「うちの会社にはできない」。ある国内自動車メーカーの技術者が、米テスラ(Tesla)の車載コンピューターを見て白旗を揚げた。
Teslaは量産中の電気自動車(EV)である「モデル3」や「モデルS」などに、「HW3.0」と呼ぶ車載コンピューターを搭載する(図1)。内蔵する半導体を自社開発し、演算処理性能は144TOPS(毎秒144兆回)と高い。
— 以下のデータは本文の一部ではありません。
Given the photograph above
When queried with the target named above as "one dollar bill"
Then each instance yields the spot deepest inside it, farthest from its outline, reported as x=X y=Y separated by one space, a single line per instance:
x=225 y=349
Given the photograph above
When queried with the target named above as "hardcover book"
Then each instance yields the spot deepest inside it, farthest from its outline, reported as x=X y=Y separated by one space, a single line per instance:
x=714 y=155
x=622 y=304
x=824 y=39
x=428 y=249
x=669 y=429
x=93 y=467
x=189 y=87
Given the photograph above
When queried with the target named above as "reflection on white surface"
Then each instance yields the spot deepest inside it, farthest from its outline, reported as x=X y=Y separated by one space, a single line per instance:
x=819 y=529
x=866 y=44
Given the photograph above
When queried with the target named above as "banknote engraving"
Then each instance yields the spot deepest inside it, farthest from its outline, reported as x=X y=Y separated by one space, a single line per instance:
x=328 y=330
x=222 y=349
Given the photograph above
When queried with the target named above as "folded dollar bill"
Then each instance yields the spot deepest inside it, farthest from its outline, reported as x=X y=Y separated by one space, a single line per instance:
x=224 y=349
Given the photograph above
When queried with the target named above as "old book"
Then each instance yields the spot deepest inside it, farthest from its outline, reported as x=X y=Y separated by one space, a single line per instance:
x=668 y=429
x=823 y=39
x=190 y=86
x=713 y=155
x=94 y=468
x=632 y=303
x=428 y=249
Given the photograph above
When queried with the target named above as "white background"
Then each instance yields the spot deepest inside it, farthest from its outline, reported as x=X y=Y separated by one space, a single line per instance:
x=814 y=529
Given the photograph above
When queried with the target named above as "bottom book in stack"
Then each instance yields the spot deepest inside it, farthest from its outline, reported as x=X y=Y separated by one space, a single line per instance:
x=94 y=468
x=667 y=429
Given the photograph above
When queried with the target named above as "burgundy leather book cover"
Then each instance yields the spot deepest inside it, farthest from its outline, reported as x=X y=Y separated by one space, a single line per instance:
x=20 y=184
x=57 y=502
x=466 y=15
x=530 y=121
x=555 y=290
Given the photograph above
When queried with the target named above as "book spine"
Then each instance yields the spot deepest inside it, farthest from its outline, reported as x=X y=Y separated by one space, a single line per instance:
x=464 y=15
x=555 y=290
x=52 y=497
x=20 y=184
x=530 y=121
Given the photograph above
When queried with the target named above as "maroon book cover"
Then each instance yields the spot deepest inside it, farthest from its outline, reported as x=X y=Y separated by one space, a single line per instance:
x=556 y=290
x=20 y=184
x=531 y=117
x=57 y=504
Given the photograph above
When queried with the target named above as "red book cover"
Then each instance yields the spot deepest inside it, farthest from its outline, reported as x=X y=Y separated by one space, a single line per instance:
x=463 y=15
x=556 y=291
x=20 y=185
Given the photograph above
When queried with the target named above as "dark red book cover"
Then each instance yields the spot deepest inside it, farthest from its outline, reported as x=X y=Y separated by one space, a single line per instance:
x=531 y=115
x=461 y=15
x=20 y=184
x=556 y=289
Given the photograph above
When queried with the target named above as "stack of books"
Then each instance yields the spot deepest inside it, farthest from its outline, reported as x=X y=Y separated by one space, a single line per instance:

他社がコストを気にして採用に二の足を踏む車載コンピューターの水冷機構もいち早く採用した。
車載電子プラットフォーム(基盤)の中核に高性能なコンピューターを据えるアーキテクチャーは「中央集中型」と呼ばれ、自動車業界の関係者は異口同音に「実用化は2025年以降」と説明してきた。一方のTeslaがHW3.0を導入したのは2019年春。他社を6年以上も先行したことになる。
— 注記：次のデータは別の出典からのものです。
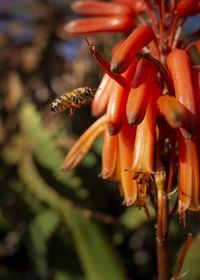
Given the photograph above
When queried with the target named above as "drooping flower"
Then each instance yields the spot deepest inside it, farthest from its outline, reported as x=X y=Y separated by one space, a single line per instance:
x=149 y=77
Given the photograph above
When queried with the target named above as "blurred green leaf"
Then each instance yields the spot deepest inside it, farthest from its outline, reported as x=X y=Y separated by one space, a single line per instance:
x=98 y=258
x=41 y=229
x=191 y=262
x=134 y=217
x=97 y=255
x=64 y=275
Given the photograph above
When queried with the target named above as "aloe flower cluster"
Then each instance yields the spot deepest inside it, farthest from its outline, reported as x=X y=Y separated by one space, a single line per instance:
x=149 y=99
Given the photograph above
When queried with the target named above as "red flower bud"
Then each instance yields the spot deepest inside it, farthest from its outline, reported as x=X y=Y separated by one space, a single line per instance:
x=141 y=91
x=139 y=38
x=101 y=8
x=100 y=24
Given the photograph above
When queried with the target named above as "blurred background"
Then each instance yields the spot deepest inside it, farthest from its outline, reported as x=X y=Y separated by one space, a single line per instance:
x=75 y=228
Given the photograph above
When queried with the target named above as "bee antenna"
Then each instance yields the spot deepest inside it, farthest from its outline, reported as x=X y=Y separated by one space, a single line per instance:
x=86 y=39
x=96 y=88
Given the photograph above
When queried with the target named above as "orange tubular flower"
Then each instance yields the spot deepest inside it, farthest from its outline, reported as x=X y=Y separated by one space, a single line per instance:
x=132 y=91
x=144 y=149
x=101 y=97
x=126 y=143
x=185 y=7
x=139 y=6
x=139 y=38
x=117 y=101
x=188 y=174
x=188 y=178
x=179 y=65
x=109 y=155
x=140 y=91
x=176 y=114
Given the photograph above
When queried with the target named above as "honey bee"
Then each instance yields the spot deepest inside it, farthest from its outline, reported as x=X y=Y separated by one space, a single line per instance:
x=72 y=100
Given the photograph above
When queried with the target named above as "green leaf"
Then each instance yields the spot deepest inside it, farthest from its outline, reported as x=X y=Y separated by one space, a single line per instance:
x=191 y=262
x=41 y=230
x=45 y=151
x=134 y=217
x=97 y=256
x=96 y=253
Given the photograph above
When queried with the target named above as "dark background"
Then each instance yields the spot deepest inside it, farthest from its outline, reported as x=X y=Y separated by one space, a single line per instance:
x=52 y=229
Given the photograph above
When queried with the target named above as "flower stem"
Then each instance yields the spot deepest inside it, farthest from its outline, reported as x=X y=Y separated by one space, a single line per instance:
x=162 y=228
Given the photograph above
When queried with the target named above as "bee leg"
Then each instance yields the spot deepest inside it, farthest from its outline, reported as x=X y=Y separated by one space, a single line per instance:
x=71 y=111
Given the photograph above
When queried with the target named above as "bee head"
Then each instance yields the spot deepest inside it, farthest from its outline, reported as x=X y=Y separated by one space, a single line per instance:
x=89 y=92
x=52 y=108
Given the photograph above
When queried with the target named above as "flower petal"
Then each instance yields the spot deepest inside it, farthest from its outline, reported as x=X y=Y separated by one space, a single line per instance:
x=83 y=144
x=140 y=92
x=139 y=38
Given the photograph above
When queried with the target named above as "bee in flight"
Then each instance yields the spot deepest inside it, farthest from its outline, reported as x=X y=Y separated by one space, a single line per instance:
x=72 y=100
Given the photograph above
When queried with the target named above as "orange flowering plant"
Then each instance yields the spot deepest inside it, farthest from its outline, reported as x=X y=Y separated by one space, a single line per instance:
x=149 y=102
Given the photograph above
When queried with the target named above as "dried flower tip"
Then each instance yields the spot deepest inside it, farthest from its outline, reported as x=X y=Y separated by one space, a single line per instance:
x=185 y=7
x=140 y=92
x=139 y=38
x=101 y=8
x=100 y=24
x=105 y=65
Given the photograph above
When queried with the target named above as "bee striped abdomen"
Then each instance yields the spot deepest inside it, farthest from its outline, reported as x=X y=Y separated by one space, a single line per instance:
x=72 y=100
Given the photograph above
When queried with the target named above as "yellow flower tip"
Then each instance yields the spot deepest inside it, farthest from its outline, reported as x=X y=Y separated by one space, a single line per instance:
x=143 y=182
x=84 y=144
x=112 y=129
x=160 y=179
x=61 y=175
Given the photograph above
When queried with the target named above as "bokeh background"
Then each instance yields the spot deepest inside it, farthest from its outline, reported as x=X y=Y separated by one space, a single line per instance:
x=74 y=228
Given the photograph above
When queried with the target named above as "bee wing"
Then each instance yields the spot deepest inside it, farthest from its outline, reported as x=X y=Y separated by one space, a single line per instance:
x=61 y=86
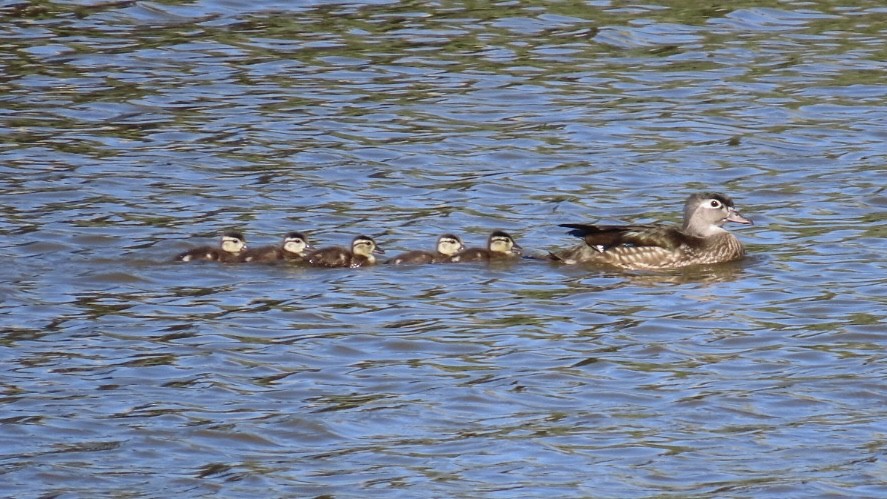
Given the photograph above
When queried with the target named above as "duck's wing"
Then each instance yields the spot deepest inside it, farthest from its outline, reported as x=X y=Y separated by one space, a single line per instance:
x=604 y=237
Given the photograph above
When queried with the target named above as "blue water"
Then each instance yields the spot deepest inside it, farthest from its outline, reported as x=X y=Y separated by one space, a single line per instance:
x=131 y=131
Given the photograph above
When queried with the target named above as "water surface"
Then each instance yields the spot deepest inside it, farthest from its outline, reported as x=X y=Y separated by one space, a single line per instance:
x=130 y=131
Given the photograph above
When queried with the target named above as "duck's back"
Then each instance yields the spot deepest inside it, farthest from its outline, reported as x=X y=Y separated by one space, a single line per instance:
x=335 y=256
x=648 y=247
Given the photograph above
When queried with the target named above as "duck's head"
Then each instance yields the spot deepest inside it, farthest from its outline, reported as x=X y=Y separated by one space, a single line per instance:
x=501 y=242
x=365 y=246
x=296 y=243
x=449 y=244
x=233 y=242
x=706 y=212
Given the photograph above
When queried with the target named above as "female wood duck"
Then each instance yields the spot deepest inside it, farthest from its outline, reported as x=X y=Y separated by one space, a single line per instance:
x=447 y=246
x=361 y=254
x=500 y=246
x=700 y=240
x=293 y=249
x=230 y=247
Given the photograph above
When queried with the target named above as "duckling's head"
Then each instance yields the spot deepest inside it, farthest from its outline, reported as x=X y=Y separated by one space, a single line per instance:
x=365 y=246
x=449 y=244
x=501 y=242
x=233 y=242
x=296 y=243
x=706 y=212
なぜTeslaは中央集中型の車載電子基盤をいち早く実用化できたのか――。
前出の技術者はTeslaの開発力を認めつつ、それ以上に脅威に感じた点として「しがらみの無さ」を挙げた。技術の優劣だけでは判断できない領域に、Teslaの強みが集約されている。
少数精鋭で車両を制御
高性能コンピューターを使う中央集中型の車載電子基盤にすることで起こるのが、ECU(電子制御ユニット)の減少だ。モデル3を分解して確認したところ、「走る」「曲がる」「止まる」に関わる制御は、HW3.0と3個の「ボディーコントローラー」が実行することが分かった。
約70個のECUで車両を制御しているというドイツ・フォルクスワーゲン(Volkswagen、VW)のエンジン車と比べると格段に少ない。パワートレーンをEVにすれば部品点数は減るので、ECUも自然と少なくなる。それでも、以前分解した日産自動車のEV「リーフ」は30個ほどのECUを搭載していた。